Older blog entries for follower (starting at number 31)

Work
Be happy for me, I have a job I enjoy... :-) (For at least the next month and a bit anyway.)

Development continues on the uncaught exceptions handler for Python, although mostly on the unit testing side which leads to:

  • A (possibly) interesting question: How do you unit test a replacement for the system exception handler? If you use the unittest module as it is, it always traps exceptions, so if you want to check whether your exception handler captures uncaught exceptions you can't, because they're not uncaught, 'cos unittest's exception handler captures them... Got it? :-) My answer was to run the tests outside the standard unittest framework and somehow link them into it. Which leads to...
  • External unit tests I'm probably reimplementing the wheel here but I now have a new ExternalUnitTestMixin class which allows the standard unittest framework to run an outside command and testing its output against the "correct" output (using os.popen4()). In my situation the command is simply running a Python script which tests that the exception handler prints the correct results. (e.g. nothing, an incident id or a traceback depending on the debug mode and where the exception occurred.) (Of course when you're capturing exceptions the line numbers can change if you're editing the code, my comparison checker optionally filters out line number references to avoid this issue.)
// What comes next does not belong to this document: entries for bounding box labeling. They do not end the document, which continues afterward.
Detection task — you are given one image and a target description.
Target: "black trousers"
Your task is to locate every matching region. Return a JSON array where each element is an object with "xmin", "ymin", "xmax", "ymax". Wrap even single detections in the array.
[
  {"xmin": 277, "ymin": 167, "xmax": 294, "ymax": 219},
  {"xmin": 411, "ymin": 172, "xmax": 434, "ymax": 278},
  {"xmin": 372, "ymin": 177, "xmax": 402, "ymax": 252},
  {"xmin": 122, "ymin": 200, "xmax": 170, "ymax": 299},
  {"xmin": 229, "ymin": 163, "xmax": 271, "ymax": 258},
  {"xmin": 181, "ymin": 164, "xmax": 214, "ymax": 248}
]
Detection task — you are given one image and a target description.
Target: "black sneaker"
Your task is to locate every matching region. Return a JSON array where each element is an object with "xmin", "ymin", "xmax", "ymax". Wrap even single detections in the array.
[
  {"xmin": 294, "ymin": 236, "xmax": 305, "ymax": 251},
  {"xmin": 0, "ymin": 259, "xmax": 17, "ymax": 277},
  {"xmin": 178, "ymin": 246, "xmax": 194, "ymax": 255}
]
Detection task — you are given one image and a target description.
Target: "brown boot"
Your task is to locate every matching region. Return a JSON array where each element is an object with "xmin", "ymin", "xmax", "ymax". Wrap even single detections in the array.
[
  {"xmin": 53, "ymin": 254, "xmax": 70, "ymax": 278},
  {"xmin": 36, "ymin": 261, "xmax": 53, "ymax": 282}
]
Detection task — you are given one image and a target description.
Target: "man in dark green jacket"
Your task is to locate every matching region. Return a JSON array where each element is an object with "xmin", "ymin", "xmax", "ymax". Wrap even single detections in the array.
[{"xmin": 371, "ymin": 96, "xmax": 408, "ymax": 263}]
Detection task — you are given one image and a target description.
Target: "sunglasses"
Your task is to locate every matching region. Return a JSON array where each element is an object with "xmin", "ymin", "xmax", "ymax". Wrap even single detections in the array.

    The kinda nifty thing about this implementation is that the external unit tests are performed by running the same Python file that contains the "normal" unit tests as a script instead of importing it into the test runner. The external tests are all functions within the module which are extracted dynamically by a customised TestSuite class. I like it being done this way because it reduces the number of places you have to look for test code.

    Unfortunately I discovered that the unittest module's loadTestsFromModule() function doesn't automatically load TestSuites only TestCases, which leads us to...

  • Importing test suites I came up with a two line patch to loadTestsFromModule() to make it import TestSuite subclasses it finds in addition to TestCases. This means you can use "tricky" custom TestsSuites but they're imported automatically, and treated as just another TestCase. Admittedly this is all a somewhat vague description, but hopefully the code's clearer, and it'll be better when/if I can put up some example somewhere.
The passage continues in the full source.